One blustery fall afternoon, when I was in high school, a fellow student with whom I worked at a local stable snuck up behind me in the barns, put his hands around my throat, and “strangled” me. From his perspective it was a joke, and he may have even had a crush on me, so it may also have been a bid for my attention.
My attention he got. I very nearly killed him with a pitchfork, but I realized at the last possible second he was friend not foe. My pitchfork went instead into thick hay bale, right beside his bicep, stopping only as the tines hit the wall behind it with a violent thunk.
Needless to say, he ended up the more terrified of the two of us. He asked for my forgiveness. I slapped him so hard his glasses flew off.
We never really spoke after that incident. But, one never truly forgets the first man one slaps. So I think of him every October though, when people put out hay bales for Halloween as part of a “scary” tableux.
I’d like to say I’ve changed since high school. But I haven’t. It’s simply not possible.
It’s all down to my mum. She’s always been an exceptionally fearful person. By age three, I was so used to her being afraid over nothing, I lost the ability to be afraid. In place of fear, I experience rage.

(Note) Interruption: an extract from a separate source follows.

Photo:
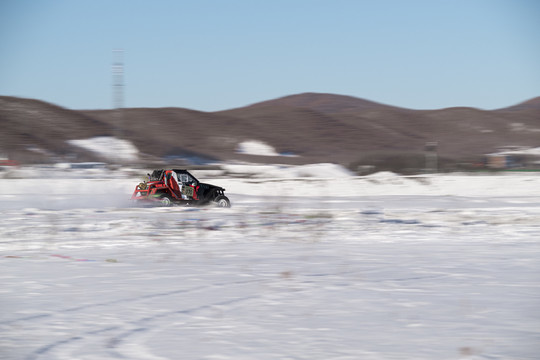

Apparently, my subconscious mind is filled with anger toward people who try to instill fear in others because I’ve lived with the reality of a family member crippled by it. I’ve seen fear’s awful consequences. I’ve had my life impacted even by another’s fear. But what goes around, comes around.
When I greet you at the door dressed as the innocent farmer’s daughter and carrying a pitchfork, don’t be foolish. Choose to take the candy corn treat I offer. Otherwise . . . the trick will be on you, dearie.